According to a message on his Facebook page, he suffered a massive heart attack on Thursday, and an operation to insert a stent (a small mesh tube to open up the arteries) was unsuccessful. He was admitted to the theatre of the Catholic Hospital where he received shock treatment while he was also given a temporary pacemaker. He remained in ICU before he passed away on Saturday.
The 49-year-old Du Plooy was the managing director of Trip Travel while he was closely involved with Namibian sport since independence. He represented Namibia's national rugby team at lock in five official test matches between 1992 and 1994 and also captained the side. He also played for and captained the University of Stellenbosch during his student days. Following a successful playing career he continued to be involved in sport and in particular in rugby. He served as a Namibia Sport Commissioner for many years, while he was also the chairman of judges at the recent Namibian Sports Commission Awards.

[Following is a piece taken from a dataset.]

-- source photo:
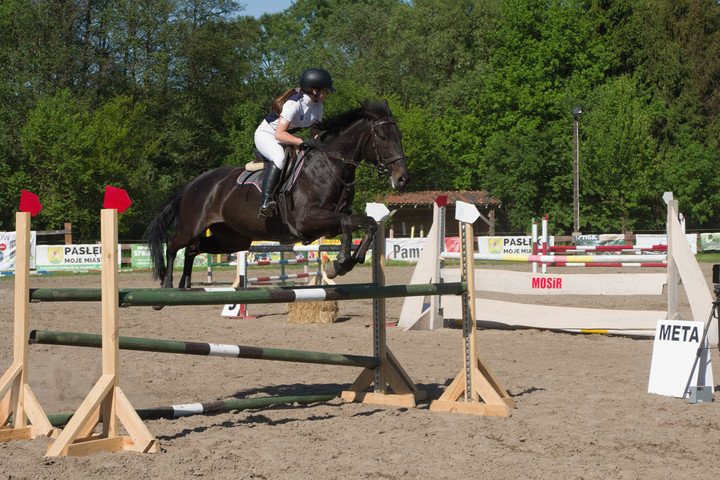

A few years ago he survived cancer through bone-marrow transplants and started living a completely healthy life again, spending most of his time with Trip Travel activities. The Namibia Rugby Union on Sunday paid tribute to Du Plooy in a statement issued to the media. “We are very sad to hear about Piet's passing and our heartfelt condolences go out to his wife IIsje and son AJ,” said Wessel Kotzé, the team manager of the national team, which is currently in France as part of its November international tour. “Just a week ago we invited Piet to do a motivational talk to the team before the test match against Germany and he was very honoured to do so. His words to us were truly inspirational and left everyone with a very important message about playing rugby for Namibia and life in general and that's how we will remember him,” Kotzè said. NRU president Bradley Basson said that the death of Piet du Plooy was a great loss to his family as well Namibian sport and rugby in particular. “Piet always had the best interests of Namibian rugby at heart and we will remember him as an outstanding individual who made a huge contribution to Namibian rugby on and off the field,” said Basson.
Basson confirmed that the Namibian team will wear black armbands in their match against the French Barbarians in Toulon on Friday out of respect for Piet du Plooy and his family. He is survived by his wife IIsje and son AJ du Plooy.